The UK Information Commissioner’s Office has fined a Greenford, England-based catalogue retailer £1,350,000 for using the personal information of over 145,000 consumers to target the company’s health products marketing. According to the ICO, Easylife Limited employed a third-party marketing company that used 80 “trigger products” to flag customers for follow up communications marketing medical and quasi-medical products. Easylife inferred that consumers suffered certain medical conditions (such as arthritis) based on the products they had purchased. The company did not obtain consumers’ consent to use their personal data for health product profiling, or to receive marketing calls based on what the ICO termed “invisible” processing of health data.*
Easylife’s data use practice continued between August 2019 and August 2020, a period when the General Data Protection Regulation was in force in the United Kingdom. According to the ICO, under the GDPR, transactional purchase data constitutes personal data, and Easylife used that data to influence its telemarketing decisions, thereby processing special category data without a legal basis. The company failed to inform individuals of the type of processing that would occur with their data, as required by Article 13 of GDPR. The ICO concluded that Easylife had contravened Article 5(1)(a) of the GDPR, and imposed a £1,350,000 penalty based on the nature, gravity and duration of the infringement, Easylife’s poor track record of regulatory compliance, and the company’s objective to gain an advantage over rival businesses and sell targeted products to individuals.

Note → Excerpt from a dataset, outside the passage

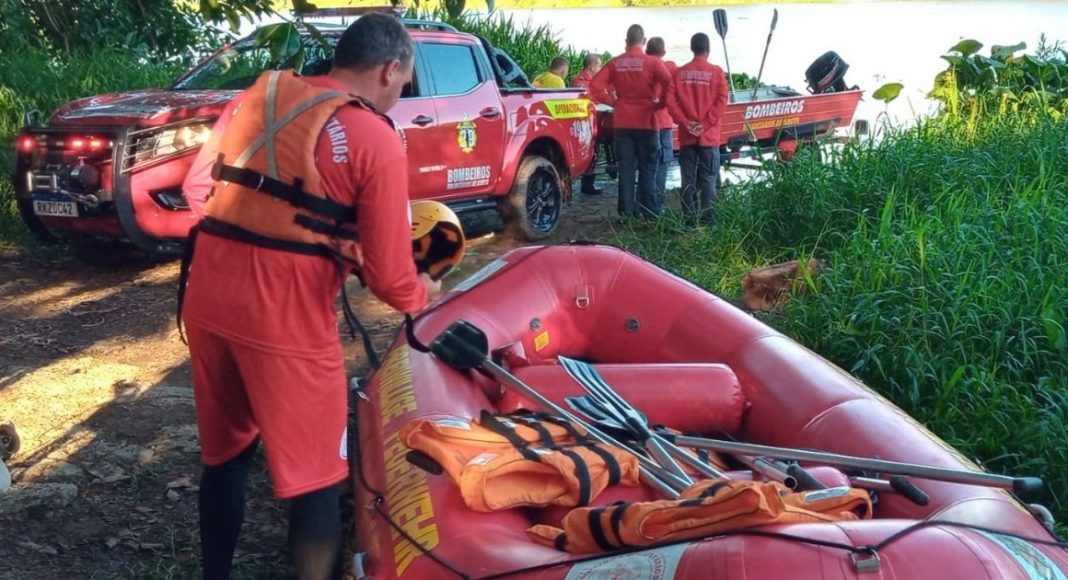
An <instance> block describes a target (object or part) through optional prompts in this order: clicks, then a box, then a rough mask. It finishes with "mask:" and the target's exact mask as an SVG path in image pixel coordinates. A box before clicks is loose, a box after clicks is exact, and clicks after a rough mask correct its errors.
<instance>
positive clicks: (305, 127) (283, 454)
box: [183, 14, 440, 580]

The ICO’s investigation revealed that, in addition to the GDPR infringement described above for serious deficiencies in the way Easylife collected, processed and used special category (health-related) data of thousands of individuals, Easylife had also infringed Regulation 21 of the Privacy and Electronic Communications (EC Directive) Regulations 2003 (“PECR”). Regulation 21 prohibits the making of unsolicited, non-consensual calls for direct marketing purposes to telephone numbers that are registered with the Telephone Preference Service Ltd (“TPS”) on behalf of the ICO. The ICO identified over 1.3 million unsolicited calls made by Easytlife or on Easylife’s behalf between August 2019 and August 2020 to numbers registered with the TPS. The ICO determined that although these calls did not constitute deliberate contraventions of Regulation 21 of PECR, a company of Easylife’s size and age ought reasonably to have known that a contravention might occur; and as a company whose business model involves live call direct marketing, Easylife should have taken appropriate and necessary organizational steps to comply with the PECR. The company’s contravention of Regulation 21 was therefore, in the ICO’s opinion, negligent. Moreover, Easylife was put on notice of potential PECR violations through contact with the ICO and other regulatory authorities. Taking into account all relevant factors, including the concurrent GDPR investigation, the ICO imposed a monetary penalty of £ 130,000 for Easylife’s serious contravention of the PECR, in addition to the GDPR penalty.
* Easylife did claim to have removed from its call lists those individuals who had previously opted out of marketing calls.